A Superior Technique for Cell Block Preparation for Fine Needle Aspiration
Ronald Balassanian, Jill C Ono, Geoffrey D Wool, Jolanta Olejnik-Nave, Molinda M Mah, Brenda J Sweeney, Britt-Marie Ljung, Martha B Pitman. University of California San Francisco, San Francisco, CA; Laboratory Medicine Consultants, Las Vegas, NV; Massachusetts General Hospital, Boston, MA
Background: Cell blocks (CB) from fine needle aspiration biopsies (FNAB) are useful for diagnosis and ancillary studies. Variability in CB techniques can affect diagnostic quality. We describe 3 techniques for CB preparations and performed a statistically validated comparison to determine which system reliably produced the highest quality CB.

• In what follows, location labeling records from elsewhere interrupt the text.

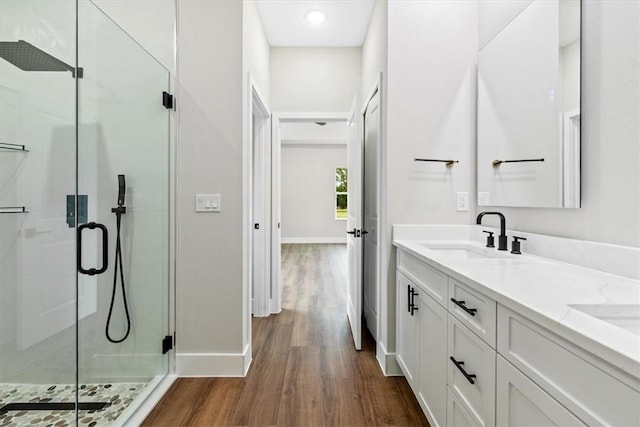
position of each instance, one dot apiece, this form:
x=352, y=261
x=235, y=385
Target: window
x=341, y=193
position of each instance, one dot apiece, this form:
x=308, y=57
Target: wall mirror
x=529, y=103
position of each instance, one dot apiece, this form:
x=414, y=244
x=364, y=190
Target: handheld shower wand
x=119, y=210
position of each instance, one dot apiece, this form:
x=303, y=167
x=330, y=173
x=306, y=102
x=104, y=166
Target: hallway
x=305, y=371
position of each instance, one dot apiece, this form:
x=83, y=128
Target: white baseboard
x=308, y=240
x=387, y=361
x=213, y=364
x=150, y=401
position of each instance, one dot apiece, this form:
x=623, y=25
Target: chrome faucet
x=502, y=238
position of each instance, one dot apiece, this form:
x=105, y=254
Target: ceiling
x=285, y=22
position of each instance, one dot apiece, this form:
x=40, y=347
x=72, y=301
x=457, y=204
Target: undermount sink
x=464, y=250
x=625, y=316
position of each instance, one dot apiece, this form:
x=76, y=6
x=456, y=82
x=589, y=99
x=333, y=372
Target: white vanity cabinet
x=521, y=402
x=597, y=393
x=407, y=337
x=472, y=360
x=422, y=334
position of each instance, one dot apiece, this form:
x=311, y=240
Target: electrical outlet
x=483, y=198
x=462, y=201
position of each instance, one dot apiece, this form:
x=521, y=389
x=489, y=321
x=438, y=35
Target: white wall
x=314, y=78
x=430, y=113
x=308, y=193
x=210, y=159
x=494, y=15
x=570, y=68
x=610, y=209
x=150, y=22
x=256, y=54
x=374, y=48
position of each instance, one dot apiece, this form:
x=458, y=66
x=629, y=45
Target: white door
x=354, y=225
x=370, y=212
x=261, y=257
x=276, y=235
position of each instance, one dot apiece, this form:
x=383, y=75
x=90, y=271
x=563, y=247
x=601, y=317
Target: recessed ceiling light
x=316, y=17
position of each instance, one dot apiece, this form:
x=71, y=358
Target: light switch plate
x=208, y=203
x=462, y=201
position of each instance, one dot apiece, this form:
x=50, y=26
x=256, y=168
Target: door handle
x=468, y=376
x=105, y=249
x=413, y=300
x=471, y=311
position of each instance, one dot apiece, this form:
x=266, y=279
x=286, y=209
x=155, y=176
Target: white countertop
x=542, y=290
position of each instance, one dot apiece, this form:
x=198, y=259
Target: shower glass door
x=38, y=294
x=123, y=130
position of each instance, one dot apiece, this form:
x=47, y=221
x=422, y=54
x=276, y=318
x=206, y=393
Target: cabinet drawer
x=575, y=378
x=468, y=353
x=520, y=402
x=430, y=279
x=480, y=312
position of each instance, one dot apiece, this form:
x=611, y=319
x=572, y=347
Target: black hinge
x=167, y=344
x=167, y=100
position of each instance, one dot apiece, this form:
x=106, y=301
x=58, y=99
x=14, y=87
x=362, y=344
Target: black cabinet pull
x=105, y=249
x=471, y=311
x=469, y=377
x=413, y=301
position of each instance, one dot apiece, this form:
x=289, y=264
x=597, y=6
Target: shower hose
x=119, y=211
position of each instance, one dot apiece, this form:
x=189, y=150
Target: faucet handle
x=515, y=245
x=490, y=239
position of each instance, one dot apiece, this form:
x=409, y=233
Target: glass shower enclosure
x=84, y=217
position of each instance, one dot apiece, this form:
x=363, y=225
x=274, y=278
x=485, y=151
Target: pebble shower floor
x=119, y=396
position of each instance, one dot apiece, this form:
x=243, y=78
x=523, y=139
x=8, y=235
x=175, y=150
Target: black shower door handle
x=105, y=249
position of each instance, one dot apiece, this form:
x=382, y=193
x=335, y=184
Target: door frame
x=257, y=200
x=385, y=321
x=276, y=155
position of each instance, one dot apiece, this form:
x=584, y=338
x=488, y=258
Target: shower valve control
x=207, y=202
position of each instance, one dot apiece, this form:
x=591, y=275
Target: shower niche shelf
x=13, y=209
x=4, y=146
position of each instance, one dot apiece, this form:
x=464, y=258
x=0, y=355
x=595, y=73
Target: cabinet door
x=520, y=402
x=457, y=415
x=433, y=360
x=407, y=347
x=472, y=372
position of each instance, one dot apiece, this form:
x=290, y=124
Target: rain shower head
x=27, y=57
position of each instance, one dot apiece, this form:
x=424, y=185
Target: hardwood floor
x=305, y=370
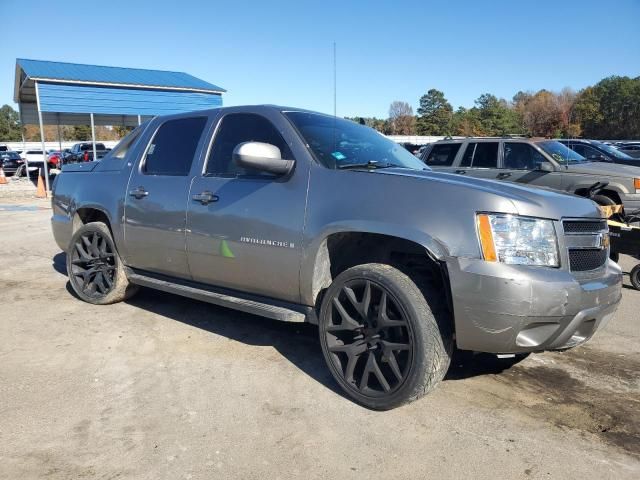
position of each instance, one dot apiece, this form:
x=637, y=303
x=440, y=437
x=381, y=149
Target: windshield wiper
x=372, y=164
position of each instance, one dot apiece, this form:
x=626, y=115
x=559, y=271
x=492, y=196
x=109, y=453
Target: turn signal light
x=486, y=239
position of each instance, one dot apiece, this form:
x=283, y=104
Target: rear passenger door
x=521, y=164
x=441, y=156
x=157, y=197
x=480, y=160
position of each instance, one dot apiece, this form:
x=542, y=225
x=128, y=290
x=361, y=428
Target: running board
x=292, y=313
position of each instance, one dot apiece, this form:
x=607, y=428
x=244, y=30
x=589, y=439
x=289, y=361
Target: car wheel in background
x=634, y=276
x=95, y=270
x=380, y=338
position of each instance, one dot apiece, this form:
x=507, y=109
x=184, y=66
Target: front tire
x=380, y=337
x=95, y=270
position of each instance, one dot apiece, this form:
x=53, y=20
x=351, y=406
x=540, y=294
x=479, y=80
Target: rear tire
x=384, y=343
x=95, y=270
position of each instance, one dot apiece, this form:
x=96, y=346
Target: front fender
x=316, y=253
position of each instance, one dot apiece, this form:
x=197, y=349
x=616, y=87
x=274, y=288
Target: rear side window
x=237, y=128
x=443, y=155
x=480, y=155
x=173, y=147
x=521, y=156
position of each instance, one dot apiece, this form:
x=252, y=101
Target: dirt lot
x=165, y=387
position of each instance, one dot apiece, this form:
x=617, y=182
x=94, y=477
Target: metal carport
x=58, y=93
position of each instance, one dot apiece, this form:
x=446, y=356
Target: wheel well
x=88, y=215
x=612, y=194
x=344, y=250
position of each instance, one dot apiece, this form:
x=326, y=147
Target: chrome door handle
x=138, y=193
x=205, y=198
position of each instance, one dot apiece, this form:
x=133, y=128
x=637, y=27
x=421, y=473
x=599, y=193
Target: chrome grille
x=585, y=226
x=587, y=244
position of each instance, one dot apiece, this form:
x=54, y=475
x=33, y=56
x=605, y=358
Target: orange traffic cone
x=41, y=192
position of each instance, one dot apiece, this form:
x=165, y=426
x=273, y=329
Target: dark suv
x=536, y=161
x=600, y=152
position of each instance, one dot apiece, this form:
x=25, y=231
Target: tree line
x=609, y=109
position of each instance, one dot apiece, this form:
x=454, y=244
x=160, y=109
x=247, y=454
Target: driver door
x=244, y=228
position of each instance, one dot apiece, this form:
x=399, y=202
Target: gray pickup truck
x=300, y=216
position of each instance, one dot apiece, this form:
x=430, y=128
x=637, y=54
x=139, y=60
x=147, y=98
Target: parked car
x=10, y=162
x=301, y=216
x=600, y=152
x=57, y=158
x=631, y=149
x=83, y=152
x=536, y=162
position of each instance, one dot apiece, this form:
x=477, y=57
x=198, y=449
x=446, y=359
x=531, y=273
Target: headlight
x=518, y=240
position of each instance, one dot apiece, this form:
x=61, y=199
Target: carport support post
x=93, y=138
x=45, y=167
x=59, y=140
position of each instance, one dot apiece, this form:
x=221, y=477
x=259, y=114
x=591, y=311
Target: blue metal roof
x=40, y=69
x=121, y=101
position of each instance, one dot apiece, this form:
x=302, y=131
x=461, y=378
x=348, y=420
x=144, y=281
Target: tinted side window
x=121, y=149
x=468, y=155
x=578, y=148
x=442, y=155
x=521, y=156
x=235, y=129
x=173, y=146
x=481, y=155
x=590, y=152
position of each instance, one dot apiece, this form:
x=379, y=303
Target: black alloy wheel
x=369, y=338
x=93, y=264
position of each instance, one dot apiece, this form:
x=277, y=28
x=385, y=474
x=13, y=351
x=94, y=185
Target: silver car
x=300, y=216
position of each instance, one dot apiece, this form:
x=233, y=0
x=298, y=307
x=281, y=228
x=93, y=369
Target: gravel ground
x=166, y=387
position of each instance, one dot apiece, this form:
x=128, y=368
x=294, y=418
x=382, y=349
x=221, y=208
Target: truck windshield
x=614, y=152
x=561, y=153
x=339, y=143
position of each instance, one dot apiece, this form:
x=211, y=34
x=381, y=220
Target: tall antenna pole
x=335, y=85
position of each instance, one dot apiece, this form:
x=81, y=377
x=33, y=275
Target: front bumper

Design: We compared 3 CB techniques: 1) The FNAB is rinsed in saline (SR), centrifuged to a pellet, the supernatant is removed and plasma and thrombin are added to form a clot which is submitted to histology. 2) The FNAB needle is rinsed in formalin, centrifuged to a pellet, the supernatant is removed and Histogel™ (HG) is added to form a clot which is submitted to histology. 3) The FNAB is rinsed in formalin, transferred to a test-tube lined by collodion™ polymer, which forms a “collodion-bag” (CLB) membrane, the sample is centrifuged, the bag is removed and tied with a string around the resulting pellet. All samples were submitted to histology in cassettes for routine processing. Four FNAB were performed with standardized technique, on 35 random gross surgical pathology specimens: 1 for direct smears to assess the overall cellularity, and 1 for each of the 3 CB techniques. Blinded review of H&E stained CB slides was performed by 2 pathologists (RB, JO). Each CB slide was scored for cellularity, preservation and architecture, on a scale of 1-3, and the overall best CB was identified. Standard of deviation (SD) and p values were calculated for each category.
Results: Surgical pathology specimens included benign tissue, carcinomas, sarcomas and lymphomas. Mean cellularity score for SR was 1.71 (SD=0.89), for HG was 1.68 (SD=0.67) and for CLB was 3.0 (SD=0). Mean preservation score for SR was 1.31 (SD=0.58), for HG was 1.54 (SD=0.70) and for CLB was 2.91 (SD=0.37). Mean architecture score for SR was 1.45 (SD=0.70), for HG was 1.43 (SD=0.60) and for CLB was 2.71 (SD=0.57). There was no statistical significance between SR or HG when compared for each category. CLB was superior to both SR and HG when compared for each category (p<0.05). The overall best CB was obtained with CLB in 33/35 (94%), with SR in 1/35 (3%) and with HG in 1/35 (3%).
Conclusions: CLB is superior for CB preparation and yields greater cellularity, preservation and architecture in most cases. Our samples were obtained from bench specimens; however standardization in the FNAB technique suggests these results may be extrapolated to patient samples.